C'est dans ces cabarets que les grands noms du jazz vont se faire connaître, à l'instar de Louis Armstrong, et faire rayonner leur musique. C'est dans ces cabarets que Benny Lehrman, adolescent juif et pianiste doué, va puiser son inspiration, va trouver sa révélation... Lui, le livreur de casquettes (pour le compte de son père) écoute, ingère, reproduit et crée des airs qui le bouleversent, qui lui permettent de s'exprimer et de faire sortir de lui toutes les paroles coincées au fond de sa gorge.

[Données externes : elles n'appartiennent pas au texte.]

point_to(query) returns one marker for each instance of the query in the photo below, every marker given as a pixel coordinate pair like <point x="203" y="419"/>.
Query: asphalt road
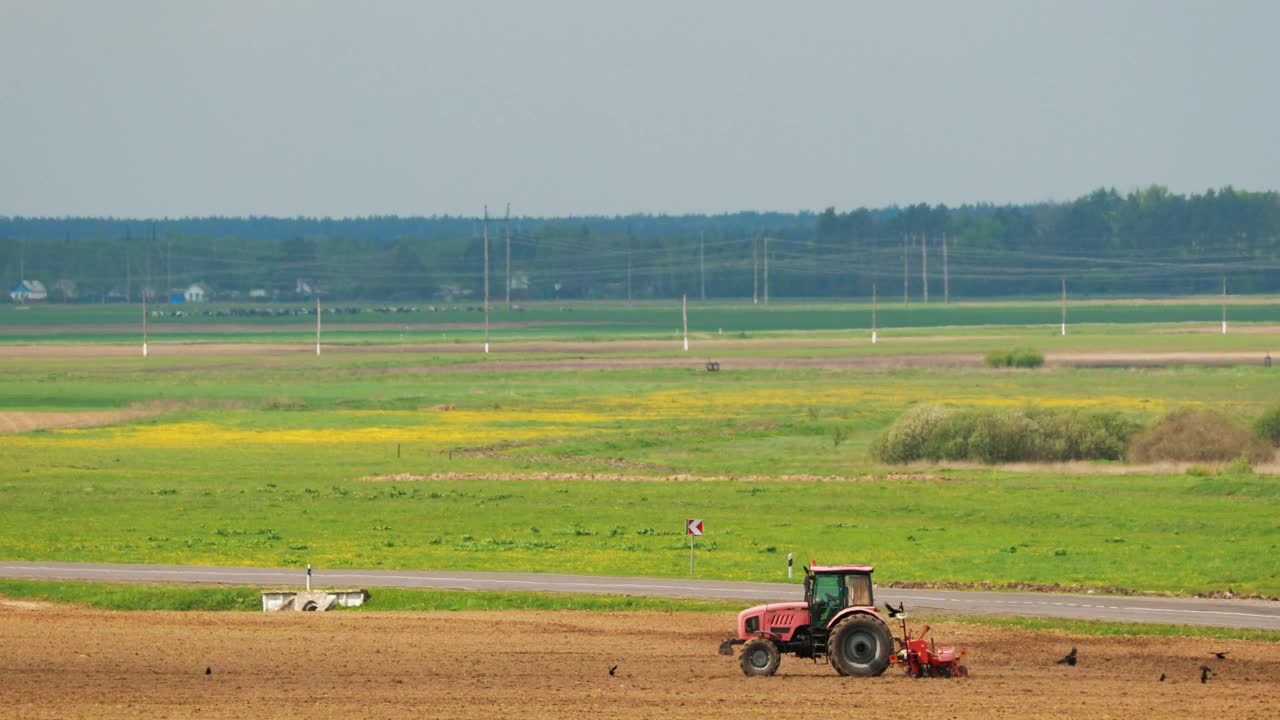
<point x="1252" y="614"/>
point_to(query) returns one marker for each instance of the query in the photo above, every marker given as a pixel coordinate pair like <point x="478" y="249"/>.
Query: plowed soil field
<point x="72" y="662"/>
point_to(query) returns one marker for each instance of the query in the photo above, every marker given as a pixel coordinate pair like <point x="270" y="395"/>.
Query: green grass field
<point x="257" y="460"/>
<point x="457" y="323"/>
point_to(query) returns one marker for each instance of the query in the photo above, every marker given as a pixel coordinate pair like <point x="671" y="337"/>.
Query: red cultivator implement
<point x="924" y="659"/>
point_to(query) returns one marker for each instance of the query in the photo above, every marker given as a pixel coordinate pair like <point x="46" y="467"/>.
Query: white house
<point x="28" y="291"/>
<point x="196" y="292"/>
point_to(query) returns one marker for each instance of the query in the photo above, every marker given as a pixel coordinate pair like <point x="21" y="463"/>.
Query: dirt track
<point x="68" y="662"/>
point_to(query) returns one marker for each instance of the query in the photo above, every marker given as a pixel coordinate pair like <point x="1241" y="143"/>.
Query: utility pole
<point x="1224" y="304"/>
<point x="702" y="267"/>
<point x="128" y="277"/>
<point x="946" y="273"/>
<point x="1064" y="306"/>
<point x="755" y="270"/>
<point x="873" y="313"/>
<point x="924" y="265"/>
<point x="905" y="247"/>
<point x="684" y="317"/>
<point x="487" y="278"/>
<point x="506" y="226"/>
<point x="766" y="269"/>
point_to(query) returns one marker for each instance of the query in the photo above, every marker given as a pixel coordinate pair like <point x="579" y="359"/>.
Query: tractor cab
<point x="828" y="589"/>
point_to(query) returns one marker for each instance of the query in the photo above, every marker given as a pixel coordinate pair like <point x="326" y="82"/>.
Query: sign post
<point x="693" y="528"/>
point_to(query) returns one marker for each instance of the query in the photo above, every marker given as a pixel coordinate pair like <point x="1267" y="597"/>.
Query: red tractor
<point x="837" y="620"/>
<point x="920" y="659"/>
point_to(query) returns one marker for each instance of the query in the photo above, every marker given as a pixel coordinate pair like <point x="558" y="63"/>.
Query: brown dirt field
<point x="17" y="422"/>
<point x="611" y="477"/>
<point x="730" y="351"/>
<point x="71" y="662"/>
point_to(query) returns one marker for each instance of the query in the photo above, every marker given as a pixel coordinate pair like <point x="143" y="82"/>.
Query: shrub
<point x="1238" y="466"/>
<point x="1016" y="358"/>
<point x="905" y="440"/>
<point x="1267" y="427"/>
<point x="1197" y="436"/>
<point x="1005" y="436"/>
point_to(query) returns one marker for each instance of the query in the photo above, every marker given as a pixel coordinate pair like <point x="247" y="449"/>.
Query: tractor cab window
<point x="858" y="589"/>
<point x="828" y="596"/>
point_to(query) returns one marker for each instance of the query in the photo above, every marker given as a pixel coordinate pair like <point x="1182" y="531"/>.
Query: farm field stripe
<point x="1188" y="611"/>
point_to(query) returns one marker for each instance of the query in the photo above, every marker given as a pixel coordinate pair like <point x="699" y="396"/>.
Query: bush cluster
<point x="1029" y="434"/>
<point x="1194" y="434"/>
<point x="1015" y="358"/>
<point x="1267" y="427"/>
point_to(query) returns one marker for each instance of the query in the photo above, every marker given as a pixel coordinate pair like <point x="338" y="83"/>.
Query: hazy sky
<point x="316" y="108"/>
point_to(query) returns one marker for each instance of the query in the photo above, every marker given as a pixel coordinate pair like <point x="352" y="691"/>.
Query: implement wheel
<point x="860" y="646"/>
<point x="759" y="657"/>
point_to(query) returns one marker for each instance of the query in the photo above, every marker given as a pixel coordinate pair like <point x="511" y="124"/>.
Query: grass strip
<point x="124" y="596"/>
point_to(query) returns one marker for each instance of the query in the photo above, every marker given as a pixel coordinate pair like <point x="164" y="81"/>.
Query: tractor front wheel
<point x="760" y="657"/>
<point x="860" y="646"/>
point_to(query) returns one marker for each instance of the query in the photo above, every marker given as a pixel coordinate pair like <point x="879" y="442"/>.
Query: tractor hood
<point x="776" y="618"/>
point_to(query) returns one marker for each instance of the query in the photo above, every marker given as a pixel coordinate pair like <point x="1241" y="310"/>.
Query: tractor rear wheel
<point x="860" y="646"/>
<point x="760" y="657"/>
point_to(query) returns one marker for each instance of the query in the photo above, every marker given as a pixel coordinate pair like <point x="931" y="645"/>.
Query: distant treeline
<point x="1146" y="242"/>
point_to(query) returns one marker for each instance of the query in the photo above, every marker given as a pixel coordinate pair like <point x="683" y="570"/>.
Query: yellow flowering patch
<point x="208" y="434"/>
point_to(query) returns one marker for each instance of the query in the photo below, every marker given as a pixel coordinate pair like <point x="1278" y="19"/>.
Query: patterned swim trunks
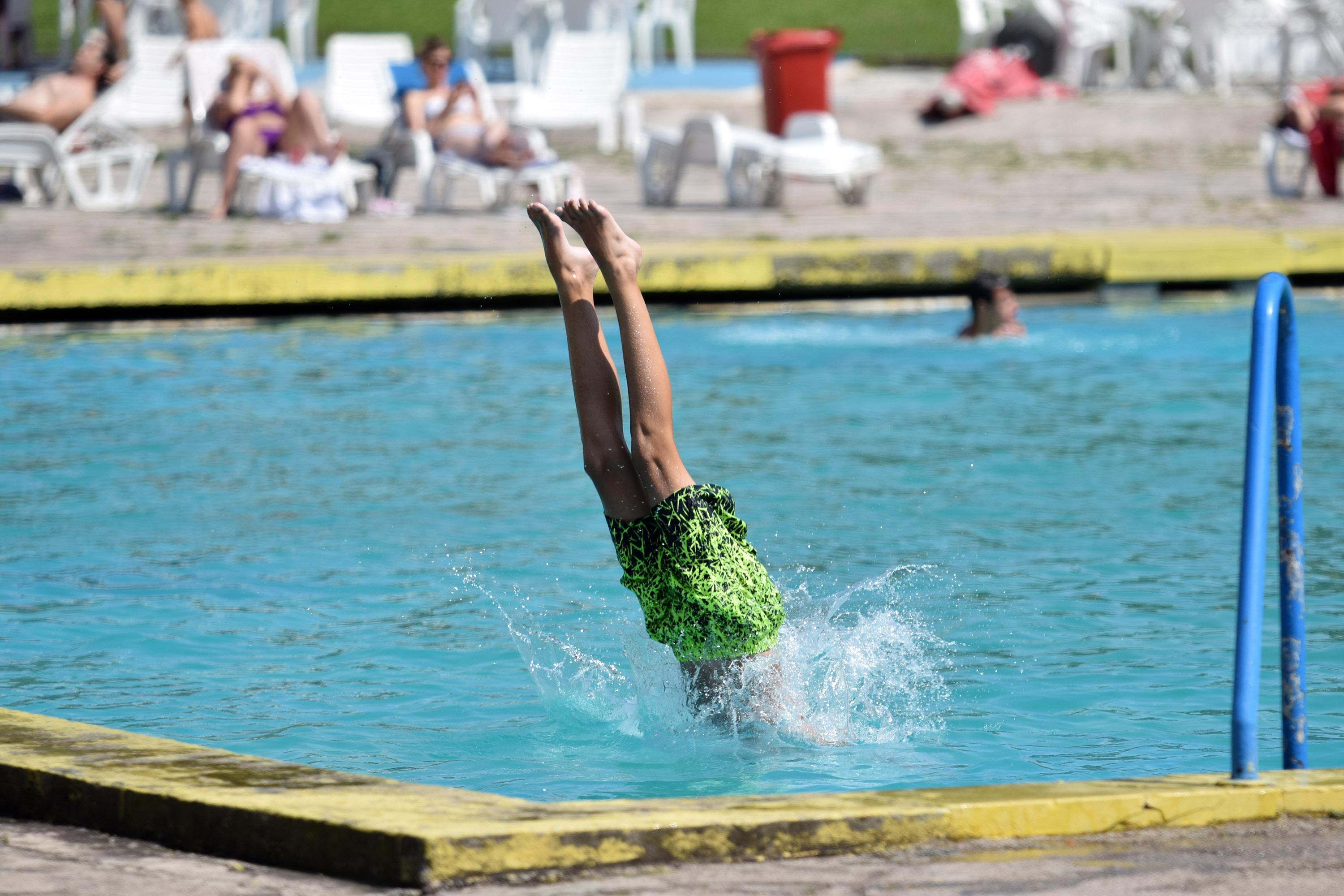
<point x="702" y="589"/>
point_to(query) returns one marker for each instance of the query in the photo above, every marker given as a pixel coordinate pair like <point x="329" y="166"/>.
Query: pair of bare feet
<point x="609" y="250"/>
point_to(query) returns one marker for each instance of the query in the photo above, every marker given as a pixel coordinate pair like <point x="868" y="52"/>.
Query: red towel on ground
<point x="983" y="78"/>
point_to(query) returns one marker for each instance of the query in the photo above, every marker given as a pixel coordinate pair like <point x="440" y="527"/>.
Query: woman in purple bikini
<point x="260" y="127"/>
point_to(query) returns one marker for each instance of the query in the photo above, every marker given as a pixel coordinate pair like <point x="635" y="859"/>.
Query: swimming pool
<point x="367" y="544"/>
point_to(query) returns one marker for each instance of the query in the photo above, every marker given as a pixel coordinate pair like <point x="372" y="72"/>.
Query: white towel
<point x="311" y="191"/>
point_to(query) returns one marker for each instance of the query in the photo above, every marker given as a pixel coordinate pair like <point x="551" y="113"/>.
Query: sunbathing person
<point x="260" y="127"/>
<point x="683" y="551"/>
<point x="994" y="308"/>
<point x="448" y="109"/>
<point x="58" y="100"/>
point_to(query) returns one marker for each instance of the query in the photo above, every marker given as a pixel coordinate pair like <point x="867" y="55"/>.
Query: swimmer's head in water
<point x="994" y="293"/>
<point x="984" y="287"/>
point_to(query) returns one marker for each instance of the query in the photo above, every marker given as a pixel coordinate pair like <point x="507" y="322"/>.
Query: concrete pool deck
<point x="678" y="273"/>
<point x="388" y="832"/>
<point x="1116" y="187"/>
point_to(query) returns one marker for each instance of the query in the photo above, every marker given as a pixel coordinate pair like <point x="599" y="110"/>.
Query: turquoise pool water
<point x="367" y="544"/>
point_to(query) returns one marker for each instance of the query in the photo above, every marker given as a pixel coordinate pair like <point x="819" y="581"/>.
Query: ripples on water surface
<point x="369" y="544"/>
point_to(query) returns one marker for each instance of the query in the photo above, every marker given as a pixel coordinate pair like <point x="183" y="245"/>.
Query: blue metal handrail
<point x="1273" y="359"/>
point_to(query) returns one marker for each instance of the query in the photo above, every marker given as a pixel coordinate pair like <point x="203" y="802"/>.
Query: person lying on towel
<point x="441" y="101"/>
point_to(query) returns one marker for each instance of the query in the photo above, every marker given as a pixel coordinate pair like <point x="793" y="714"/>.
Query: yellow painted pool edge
<point x="214" y="801"/>
<point x="1116" y="257"/>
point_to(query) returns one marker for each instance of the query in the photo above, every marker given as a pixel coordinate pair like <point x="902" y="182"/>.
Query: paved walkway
<point x="1291" y="857"/>
<point x="1113" y="160"/>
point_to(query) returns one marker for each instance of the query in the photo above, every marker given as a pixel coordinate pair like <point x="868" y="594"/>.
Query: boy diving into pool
<point x="683" y="551"/>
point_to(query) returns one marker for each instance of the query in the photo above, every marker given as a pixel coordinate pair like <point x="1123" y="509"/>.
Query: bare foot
<point x="335" y="151"/>
<point x="573" y="268"/>
<point x="616" y="254"/>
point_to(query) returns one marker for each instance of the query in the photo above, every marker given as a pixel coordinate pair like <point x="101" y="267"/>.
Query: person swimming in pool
<point x="683" y="551"/>
<point x="260" y="123"/>
<point x="994" y="308"/>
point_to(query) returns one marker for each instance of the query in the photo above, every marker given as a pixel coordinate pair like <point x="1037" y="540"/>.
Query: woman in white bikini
<point x="452" y="115"/>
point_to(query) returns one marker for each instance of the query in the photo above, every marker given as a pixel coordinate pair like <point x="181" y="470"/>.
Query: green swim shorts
<point x="702" y="589"/>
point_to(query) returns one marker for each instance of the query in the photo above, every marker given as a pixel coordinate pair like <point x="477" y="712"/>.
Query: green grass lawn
<point x="877" y="30"/>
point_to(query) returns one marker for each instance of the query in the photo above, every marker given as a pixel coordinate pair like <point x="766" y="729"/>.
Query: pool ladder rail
<point x="1273" y="359"/>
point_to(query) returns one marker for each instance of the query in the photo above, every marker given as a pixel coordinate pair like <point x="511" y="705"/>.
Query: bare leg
<point x="244" y="140"/>
<point x="617" y="256"/>
<point x="498" y="147"/>
<point x="306" y="129"/>
<point x="597" y="392"/>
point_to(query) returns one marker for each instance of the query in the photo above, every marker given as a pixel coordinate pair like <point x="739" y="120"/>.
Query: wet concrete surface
<point x="1103" y="162"/>
<point x="1289" y="857"/>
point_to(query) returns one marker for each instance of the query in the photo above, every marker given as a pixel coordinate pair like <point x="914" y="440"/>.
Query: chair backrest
<point x="811" y="124"/>
<point x="482" y="25"/>
<point x="244" y="19"/>
<point x="484" y="100"/>
<point x="207" y="64"/>
<point x="156" y="18"/>
<point x="585" y="68"/>
<point x="151" y="95"/>
<point x="359" y="84"/>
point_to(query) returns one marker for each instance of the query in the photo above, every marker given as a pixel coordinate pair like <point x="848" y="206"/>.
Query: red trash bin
<point x="793" y="72"/>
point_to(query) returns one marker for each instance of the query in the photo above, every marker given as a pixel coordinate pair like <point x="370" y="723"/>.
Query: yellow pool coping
<point x="389" y="832"/>
<point x="1171" y="256"/>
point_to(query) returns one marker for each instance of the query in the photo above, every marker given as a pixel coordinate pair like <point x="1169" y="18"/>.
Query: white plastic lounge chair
<point x="651" y="19"/>
<point x="302" y="30"/>
<point x="709" y="140"/>
<point x="1288" y="162"/>
<point x="359" y="80"/>
<point x="154" y="92"/>
<point x="980" y="22"/>
<point x="523" y="26"/>
<point x="245" y="19"/>
<point x="99" y="166"/>
<point x="582" y="85"/>
<point x="17" y="18"/>
<point x="154" y="19"/>
<point x="207" y="64"/>
<point x="1097" y="30"/>
<point x="754" y="163"/>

C'est là aussi qu'il va faire connaissance de Napoléon Hill, un trompettiste noir surdoué qui brave les interdits raciaux et mafieux, dont il deviendra l'ami et avec qui il jouera au Jazz Palace tenu par Pearl et ses soeurs Opal et Ruby.
C'est un livre qui s'écoute tant la musique est présente, dans lequel on côtoie vrais standards musicaux comme d'autres inventés, vrais musiciens comme compositeurs de papier.
C'est aussi une vraie page d'histoire avec le naufrage de l'Eastland, Al Capone, la prohibition, le racisme, la musique.
Et ne vous privez pas de ce livre parce que quand la musique est bonne, bonne, bonne...

Lien : http://mes-petites-boites.ov..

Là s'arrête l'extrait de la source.